Джим, все еще не размыкая рук, слегка отстранился. Его лицо оказалось всего в 3.458 сантиметра от моего.
— Спок… это же не слишком дико для тебя, да? — очень, очень тихо спросил он.
Я никогда раньше не видел его глаза так близко. Мой голос был ниже обычного, как будто я позабыл, что у Джима не вулканский слух:
— Если под «диким» ты подразумеваешь «странный», «необычный» или «нелепый», то это несомненно… ново.
Он смотрел мне в глаза с той же напряженной пристальностью, что и 2.98 часа назад, когда я излагал ему свою идею о том, как мистер Скотт может сохранить наши двигатели и не опускать щиты под вражеской атакой, таким образом спасая наши жизни.

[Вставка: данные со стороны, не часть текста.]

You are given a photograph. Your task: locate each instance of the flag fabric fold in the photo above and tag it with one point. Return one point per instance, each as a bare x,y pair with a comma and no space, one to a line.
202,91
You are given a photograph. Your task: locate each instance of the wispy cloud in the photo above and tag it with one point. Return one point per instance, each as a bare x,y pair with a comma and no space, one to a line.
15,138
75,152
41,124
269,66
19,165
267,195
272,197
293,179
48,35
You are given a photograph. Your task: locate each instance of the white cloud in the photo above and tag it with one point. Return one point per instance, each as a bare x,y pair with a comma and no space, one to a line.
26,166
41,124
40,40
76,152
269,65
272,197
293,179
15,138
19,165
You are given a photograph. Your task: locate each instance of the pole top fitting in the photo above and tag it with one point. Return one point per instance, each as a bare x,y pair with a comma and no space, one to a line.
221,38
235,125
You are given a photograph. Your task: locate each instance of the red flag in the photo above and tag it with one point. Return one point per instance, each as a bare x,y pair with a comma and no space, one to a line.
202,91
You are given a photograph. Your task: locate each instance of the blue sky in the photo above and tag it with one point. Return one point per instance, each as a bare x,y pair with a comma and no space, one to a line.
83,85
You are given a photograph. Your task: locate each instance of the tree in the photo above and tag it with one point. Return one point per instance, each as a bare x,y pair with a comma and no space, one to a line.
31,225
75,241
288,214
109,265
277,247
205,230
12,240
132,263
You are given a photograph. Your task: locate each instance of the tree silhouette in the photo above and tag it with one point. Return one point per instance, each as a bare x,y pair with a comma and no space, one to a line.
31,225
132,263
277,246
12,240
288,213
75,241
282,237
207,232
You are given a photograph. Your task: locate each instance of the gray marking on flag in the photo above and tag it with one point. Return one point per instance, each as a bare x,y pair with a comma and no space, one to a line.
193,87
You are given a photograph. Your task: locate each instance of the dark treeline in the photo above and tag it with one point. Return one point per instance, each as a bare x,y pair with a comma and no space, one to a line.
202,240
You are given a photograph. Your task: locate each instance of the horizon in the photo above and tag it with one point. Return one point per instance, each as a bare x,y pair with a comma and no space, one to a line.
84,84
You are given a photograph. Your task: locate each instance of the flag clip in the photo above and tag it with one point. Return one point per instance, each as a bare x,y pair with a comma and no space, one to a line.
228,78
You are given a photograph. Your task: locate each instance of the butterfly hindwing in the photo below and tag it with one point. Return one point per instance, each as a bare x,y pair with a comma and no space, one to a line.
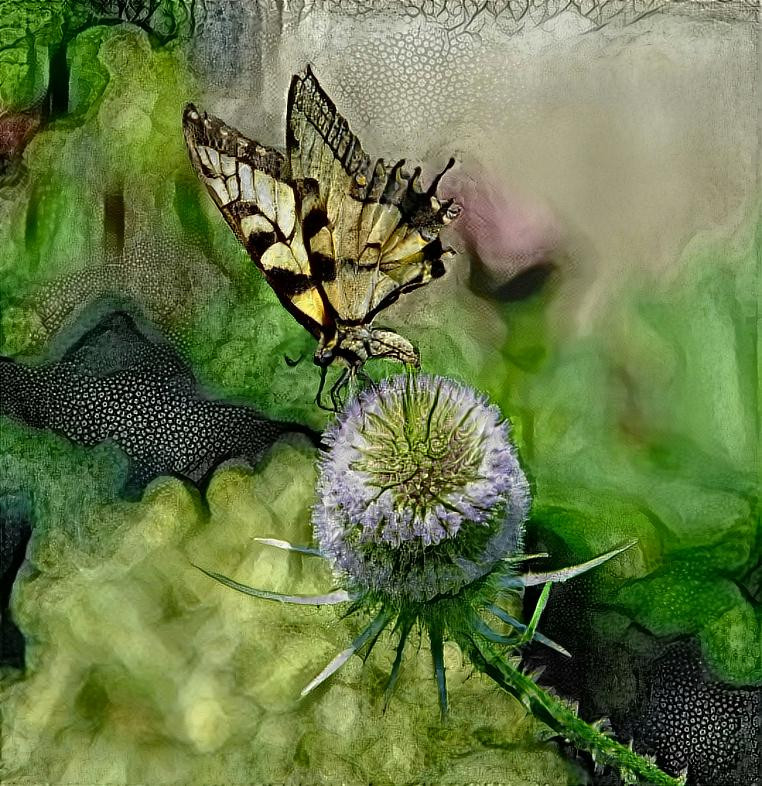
247,182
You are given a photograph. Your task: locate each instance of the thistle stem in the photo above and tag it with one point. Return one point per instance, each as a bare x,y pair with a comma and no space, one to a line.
556,714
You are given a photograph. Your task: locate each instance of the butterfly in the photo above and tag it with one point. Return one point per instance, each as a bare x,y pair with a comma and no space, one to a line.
339,237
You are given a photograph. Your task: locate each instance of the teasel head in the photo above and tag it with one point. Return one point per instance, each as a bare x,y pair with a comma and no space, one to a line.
420,509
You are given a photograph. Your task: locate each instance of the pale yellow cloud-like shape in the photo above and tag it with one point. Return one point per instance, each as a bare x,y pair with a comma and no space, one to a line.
141,669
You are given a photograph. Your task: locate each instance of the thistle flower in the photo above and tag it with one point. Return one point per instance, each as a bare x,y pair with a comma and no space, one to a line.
420,492
420,509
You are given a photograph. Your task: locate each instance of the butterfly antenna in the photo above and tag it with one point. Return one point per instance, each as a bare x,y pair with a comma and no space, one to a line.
432,190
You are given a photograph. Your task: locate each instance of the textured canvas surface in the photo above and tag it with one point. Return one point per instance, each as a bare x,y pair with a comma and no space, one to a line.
604,294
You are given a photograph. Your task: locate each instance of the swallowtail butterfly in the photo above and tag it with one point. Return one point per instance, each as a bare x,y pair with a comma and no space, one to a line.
338,236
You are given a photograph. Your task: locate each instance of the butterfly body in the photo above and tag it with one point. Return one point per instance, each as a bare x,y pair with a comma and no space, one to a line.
338,236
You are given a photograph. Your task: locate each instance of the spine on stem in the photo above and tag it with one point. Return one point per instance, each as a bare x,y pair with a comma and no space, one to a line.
563,720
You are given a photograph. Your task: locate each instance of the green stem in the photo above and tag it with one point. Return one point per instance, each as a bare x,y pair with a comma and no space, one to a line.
556,714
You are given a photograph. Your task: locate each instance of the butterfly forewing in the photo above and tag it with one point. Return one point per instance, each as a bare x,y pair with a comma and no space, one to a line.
371,231
247,182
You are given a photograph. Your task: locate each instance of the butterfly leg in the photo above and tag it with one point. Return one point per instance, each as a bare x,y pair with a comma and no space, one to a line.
323,373
338,387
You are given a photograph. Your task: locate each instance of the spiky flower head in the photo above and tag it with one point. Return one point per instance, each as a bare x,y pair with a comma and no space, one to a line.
420,492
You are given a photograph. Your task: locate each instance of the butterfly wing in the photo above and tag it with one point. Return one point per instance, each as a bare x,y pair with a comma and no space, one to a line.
248,183
371,231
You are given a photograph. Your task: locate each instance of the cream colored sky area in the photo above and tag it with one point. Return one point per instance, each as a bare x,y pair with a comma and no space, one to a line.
636,137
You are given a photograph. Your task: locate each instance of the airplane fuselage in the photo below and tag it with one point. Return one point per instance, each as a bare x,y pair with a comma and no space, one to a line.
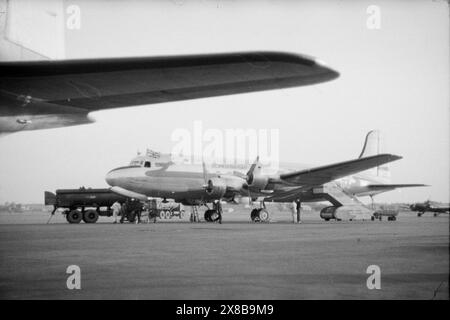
184,182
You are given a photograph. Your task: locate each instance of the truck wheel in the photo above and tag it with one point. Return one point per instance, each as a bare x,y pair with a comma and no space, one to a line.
90,216
74,216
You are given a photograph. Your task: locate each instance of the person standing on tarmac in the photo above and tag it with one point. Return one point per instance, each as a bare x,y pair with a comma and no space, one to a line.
123,211
116,210
137,209
219,211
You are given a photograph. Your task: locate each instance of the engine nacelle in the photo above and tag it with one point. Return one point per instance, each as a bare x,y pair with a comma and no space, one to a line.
327,213
216,188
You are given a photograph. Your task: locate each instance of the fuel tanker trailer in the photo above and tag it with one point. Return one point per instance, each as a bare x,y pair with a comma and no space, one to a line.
83,204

Только на этот раз его губы были чуть приоткрыты.
А потом…
— Здорово! — вдруг воскликнул он и оттолкнул меня ладонями. — Чудесно! А теперь я пойду!
— Почему ты кричишь?
— Кричу?! — Густо покраснев, он с ненужной силой ударил по кнопке вызова турболифта.
— Да, кричишь.
— Ну извини. — Он упорно отводил взгляд. — Я пошел в инженерный, помогу Скотти. Мостик твой, окей?
— Вас понял.
Двери открылись, и он зашел в лифт.
— Я рад, что мы все прояснили, Спок. Я имею в виду, насчет… нас, и я рад, что ты, то есть, что мы можем… — Он вздохнул и опустил глаза, так что не увидел, что двери начали автоматически закрываться. — Что мы можем…
Я шагнул вперед, но турболифт закрылся прежде, чем он успел закончить фразу, и 0.37 секунды спустя я услышал его движение вниз.
Я уперся лбом в прохладную поверхность и втянул острый запах полировки, металла и дыма. Несмотря на уверенность Джима и мои собственные слова, я знал, что вопрос еще не решен.
По некой причине я не мог избавиться от мысли, что все это было лишь началом.